И тогда наставник задал новый урок. Сеид наказал ему по много часов без сна читать суры Корана в самых неудобных позах. Следовало повторять суры до тех пор, пока само звучание, мелодия стиха, не станет вызывать образы и видения.
Закалив волю мюрида, научив его преодолевать себя, шейх стал обучать его сосредоточенности. Шейх перестраивал мышление своих мюридов на метафизический лад.
После того, как испытали они все, что может испытать человек, он учил их перевоплощаться в растения и животных, в отвлеченные страсти и желания. И Джалалиддин, фантазия которого не знала предела, преуспел в этом быстрее всех.

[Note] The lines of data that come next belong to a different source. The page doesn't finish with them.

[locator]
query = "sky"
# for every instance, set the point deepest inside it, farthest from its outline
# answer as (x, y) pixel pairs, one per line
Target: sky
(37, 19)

Миновала зима, снова весна сменилась летом. Джалалиддин оброс волосами. Наставник с тайным удовлетворением наблюдал, как быстро продвигается ученик, озадачивая его иногда неожиданным ходом своих мыслей. Образы, в которые фантазия облекала чувства, не приходили в голову его наставнику. То был знак, что путь, по которому он ведет Джалалиддина, близится к концу.
Весной третьего года Сеид призвал Джалалиддина к себе.
— Годы мои на исходе, — сказал он. — Хочу я, чтобы при мне прошел ты искус уединения.
Сеид приказал подготовить келью, принести туда коврик, кувшины с водой, ячменный хлеб. И на следующее утро сам ввел в нее Джалалиддина, благословил и оставил одного, замуровав дверь.
Сорок дней продолжался искус уединения. Дважды заглядывал к нему наставник через узкое оконце. Он менял пустые кувшины на полные и удалялся. Первый раз ученик сидел в оцепенении, ничего не замечая, втянув голову в плечи. Во второй раз он застал Джалалиддина в слезах: тот стоял лицом к стене, рыдания душили его. Шейх не стал его тревожить.
Наконец, подошел срок. Последнюю ночь шейх провел без сна. Он очень волновался за своего мюрида. На рассвете он приказал выломать дверь и первым вошел в келью.
Джалалиддин стоял посередине. Сквозь тусклое оконце в потолке падал слабый свет. На губах его играла едва заметная печальная улыбка.
В мире нет ничего, что было бы во вне.
Все, что ищешь, найдешь ты в себе!
Эти слова Джалалиддина, первые за сорок дней, привели наставника в неописуемый восторг, ведь он ответил на стих Корана, мелькнувший в голове шейха.
Мюрид, увидевший мысли наставника, перестал быть мюридом. Он стал познавшим — арифом.
— Ты познал все науки — явные и сокровенные, — произнес шейх. — Да славится Господь на том и на этом свете за то, что я удостоился милости лицезреть своими очами твое совершенство. С именем Его ступай и неси людям новую жизнь, окуни их души в благодать…
В тот же день шейх повязал Джалалиддину чалму улема, выпустив конец на правое плечо. Он облачил его в плащ с широкими рукавами — хырку, который носят арифы. А затем объявил мюридам, что слагает с себя обязанности их наставника, которые отныне будет исполнять достойный сын своего отца, сын Султана улемов.
Джалалиддин снова стал мюдеррисом в медресе Гевхертиш и наставником дервишской обители. Он участвовал в диспутах с богословами, на которые был открыт доступ всем.